Forty years ago (which seems to be a trend of mine lately), I opened a spiral notebook and started to write a journal. This wasn’t when I became a writer. I became a writer when my English teacher Darlene Loiler read that journal, told me that I have potential, and encouraged me to develop it. What drove me to write was that it offered me something I desperately needed as a teenager — connection.
I find that 40-year-old writing hard to read today. The awkward affectations. The misspellings. But the hardest part to read was the crushing sense of isolation and loneliness expressed in every entry.
The journal described the aftermath of my first attempt to write for someone else, which turned into an embarrassment. I had a crush on a girl in one of my classes.
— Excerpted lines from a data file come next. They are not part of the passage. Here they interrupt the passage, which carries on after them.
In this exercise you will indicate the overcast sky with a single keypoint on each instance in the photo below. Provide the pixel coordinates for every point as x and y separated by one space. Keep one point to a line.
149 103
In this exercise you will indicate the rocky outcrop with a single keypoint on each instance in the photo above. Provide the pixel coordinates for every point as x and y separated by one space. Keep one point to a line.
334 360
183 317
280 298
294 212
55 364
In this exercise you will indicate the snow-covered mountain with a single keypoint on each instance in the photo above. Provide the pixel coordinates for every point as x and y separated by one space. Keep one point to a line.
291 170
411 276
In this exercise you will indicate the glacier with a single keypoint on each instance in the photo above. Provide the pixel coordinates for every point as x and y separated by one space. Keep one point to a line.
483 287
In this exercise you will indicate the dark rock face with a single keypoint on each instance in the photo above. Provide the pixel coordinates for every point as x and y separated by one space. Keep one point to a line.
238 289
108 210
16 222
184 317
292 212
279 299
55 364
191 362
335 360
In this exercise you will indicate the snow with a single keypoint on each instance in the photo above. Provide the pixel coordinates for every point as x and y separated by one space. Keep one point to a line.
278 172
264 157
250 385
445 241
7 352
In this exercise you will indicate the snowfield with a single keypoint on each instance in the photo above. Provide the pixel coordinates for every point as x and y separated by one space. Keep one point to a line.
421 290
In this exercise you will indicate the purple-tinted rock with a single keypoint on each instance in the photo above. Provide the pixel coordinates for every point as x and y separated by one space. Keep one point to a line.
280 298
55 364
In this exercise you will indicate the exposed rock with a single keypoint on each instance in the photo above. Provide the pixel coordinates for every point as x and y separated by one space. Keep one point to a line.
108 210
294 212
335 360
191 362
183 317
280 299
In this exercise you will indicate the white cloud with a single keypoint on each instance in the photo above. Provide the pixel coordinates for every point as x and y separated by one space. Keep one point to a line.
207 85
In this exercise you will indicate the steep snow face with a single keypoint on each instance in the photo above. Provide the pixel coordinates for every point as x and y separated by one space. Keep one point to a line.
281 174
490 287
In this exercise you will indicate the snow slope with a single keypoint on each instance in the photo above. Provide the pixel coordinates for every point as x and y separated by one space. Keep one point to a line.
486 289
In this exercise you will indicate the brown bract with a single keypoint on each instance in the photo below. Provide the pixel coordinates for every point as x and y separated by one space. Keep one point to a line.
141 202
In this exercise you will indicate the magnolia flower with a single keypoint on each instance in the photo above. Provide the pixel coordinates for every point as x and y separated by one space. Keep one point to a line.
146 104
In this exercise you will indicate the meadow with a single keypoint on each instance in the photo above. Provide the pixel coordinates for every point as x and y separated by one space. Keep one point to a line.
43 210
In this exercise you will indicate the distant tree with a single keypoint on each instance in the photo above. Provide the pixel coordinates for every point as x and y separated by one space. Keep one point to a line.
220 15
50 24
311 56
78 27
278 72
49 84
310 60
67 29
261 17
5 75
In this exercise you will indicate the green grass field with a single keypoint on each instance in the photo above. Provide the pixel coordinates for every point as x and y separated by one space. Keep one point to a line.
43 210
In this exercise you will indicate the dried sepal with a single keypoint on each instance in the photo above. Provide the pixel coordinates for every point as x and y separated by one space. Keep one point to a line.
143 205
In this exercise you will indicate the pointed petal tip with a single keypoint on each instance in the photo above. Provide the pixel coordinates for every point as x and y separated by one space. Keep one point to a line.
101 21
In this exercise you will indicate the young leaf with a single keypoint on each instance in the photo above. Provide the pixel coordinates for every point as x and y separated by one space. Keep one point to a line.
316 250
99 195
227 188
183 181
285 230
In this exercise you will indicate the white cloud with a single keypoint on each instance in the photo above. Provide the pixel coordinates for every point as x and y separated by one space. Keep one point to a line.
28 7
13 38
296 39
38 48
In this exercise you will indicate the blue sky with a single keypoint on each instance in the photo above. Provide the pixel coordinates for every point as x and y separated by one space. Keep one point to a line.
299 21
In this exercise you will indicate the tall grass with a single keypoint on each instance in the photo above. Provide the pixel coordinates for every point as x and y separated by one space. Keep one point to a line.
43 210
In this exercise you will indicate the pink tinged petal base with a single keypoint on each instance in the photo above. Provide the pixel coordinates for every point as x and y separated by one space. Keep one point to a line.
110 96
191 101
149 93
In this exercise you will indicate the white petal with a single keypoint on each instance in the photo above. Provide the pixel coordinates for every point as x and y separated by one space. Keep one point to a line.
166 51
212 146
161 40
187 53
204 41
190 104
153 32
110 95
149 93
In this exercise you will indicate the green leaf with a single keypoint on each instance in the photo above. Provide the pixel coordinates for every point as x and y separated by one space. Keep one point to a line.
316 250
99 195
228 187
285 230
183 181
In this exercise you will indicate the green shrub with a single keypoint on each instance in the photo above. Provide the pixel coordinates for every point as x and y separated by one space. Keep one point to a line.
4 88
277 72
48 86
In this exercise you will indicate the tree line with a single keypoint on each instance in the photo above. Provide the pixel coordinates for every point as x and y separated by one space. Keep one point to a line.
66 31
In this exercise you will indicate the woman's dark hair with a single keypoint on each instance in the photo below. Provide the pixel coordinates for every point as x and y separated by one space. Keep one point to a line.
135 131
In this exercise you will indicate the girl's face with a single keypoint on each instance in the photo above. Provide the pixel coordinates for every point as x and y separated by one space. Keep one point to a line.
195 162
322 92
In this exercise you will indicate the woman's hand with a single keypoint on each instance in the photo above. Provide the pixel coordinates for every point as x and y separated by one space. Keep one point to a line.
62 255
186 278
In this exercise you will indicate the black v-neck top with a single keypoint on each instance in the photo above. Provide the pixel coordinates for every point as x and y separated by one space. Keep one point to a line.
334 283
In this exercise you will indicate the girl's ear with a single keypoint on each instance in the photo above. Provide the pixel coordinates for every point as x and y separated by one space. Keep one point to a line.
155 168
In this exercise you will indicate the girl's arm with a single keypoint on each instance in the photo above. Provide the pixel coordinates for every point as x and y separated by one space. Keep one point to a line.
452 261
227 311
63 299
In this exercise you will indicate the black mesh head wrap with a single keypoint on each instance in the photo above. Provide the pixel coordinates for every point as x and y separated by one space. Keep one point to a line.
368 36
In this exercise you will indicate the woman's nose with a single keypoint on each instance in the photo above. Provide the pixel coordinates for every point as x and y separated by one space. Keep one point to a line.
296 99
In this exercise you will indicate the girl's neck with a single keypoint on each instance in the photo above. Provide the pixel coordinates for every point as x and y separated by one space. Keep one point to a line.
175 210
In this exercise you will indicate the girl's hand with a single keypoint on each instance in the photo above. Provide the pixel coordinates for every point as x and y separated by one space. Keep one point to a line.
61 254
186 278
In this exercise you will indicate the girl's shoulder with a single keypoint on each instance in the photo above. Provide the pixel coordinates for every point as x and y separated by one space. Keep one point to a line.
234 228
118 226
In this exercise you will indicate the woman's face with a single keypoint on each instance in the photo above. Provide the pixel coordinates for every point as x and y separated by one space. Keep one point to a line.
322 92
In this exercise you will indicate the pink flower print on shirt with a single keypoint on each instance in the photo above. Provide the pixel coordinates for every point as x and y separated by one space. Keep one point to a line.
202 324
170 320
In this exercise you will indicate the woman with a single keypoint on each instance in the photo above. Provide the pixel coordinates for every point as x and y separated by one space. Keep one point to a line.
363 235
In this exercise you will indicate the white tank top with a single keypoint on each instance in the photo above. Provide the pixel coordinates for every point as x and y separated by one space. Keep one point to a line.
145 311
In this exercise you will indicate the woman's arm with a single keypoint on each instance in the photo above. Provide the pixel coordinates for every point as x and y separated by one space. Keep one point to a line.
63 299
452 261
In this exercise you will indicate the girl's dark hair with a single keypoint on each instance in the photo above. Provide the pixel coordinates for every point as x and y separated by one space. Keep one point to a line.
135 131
I was too shy to talk to her, so I decided to write her a love letter and put it in her locker. This went as well as you would expect.
Rejection is hard at any age. But when you’re going through your first one, the devastation overwhelms you. If you’ve received unconditional love from your parents, the idea that someone else would not love you is hard to comprehend. So, you fear that no one will ever love you, and you’ll always be alone. You question your self-worth and wonder if you deserve that loneliness. Or if the world is unfairly stacked against you. Your parents and friends try to console you, but you still have to process those feelings on your own. Because you have no previous experience with rejection, you can’t. “Nobody knows how I feel!” isn’t just a cliché teenage lament. It’s the feeling of being trapped in a bubble of pain you don’t understand and don’t know how to escape.
But then you read a book, watch a show, or listen to a song about someone like you who dealt with the same problem. You realize that you’re not alone. Others have gone through the same thing and came out the other end. They can deal with it. So can you. There is hope. The bubble is burst, and you move forward.
That is the power of writing.
While we writers grapple with our own pain, others seek a voice to express their own suffering. The heroes we create to save us can save them. The worlds we build can offer them refuge. The villains we create reflect their fears and demons as well as ours. And we can show how they can be defeated or endured. When we do that, we create a connection. Our readers find healing in our words, just as we found healing in writing them. That connection is reinforced when readers communicate back, whether it is an Amazon review, a social media post, or a teacher’s written comments in the margins.
When Darlene Loiler wrote back to me, I felt my cries of loneliness were heard. Writing wasn’t just sitting by myself in a room and spilling out my heart with black ballpoint ink. I was not alone. I had a voice. I found a connection.
Forty years later, I am still finding connections. It’s showing people I’ll never meet how to scan a document on a multifunction peripheral, or teaching them how to give an impromptu speech, or sharing a story I made up from my experiences. I know there are people out there listening, even if they don’t answer back. We writers know that there are people who need our words. There are people desperate for connection.
Today, I can tell that 16-year-old who felt heartbroken and isolated in his bedroom in Reseda — and all the other heartbroken and isolated people out there — when you write, you are not alone.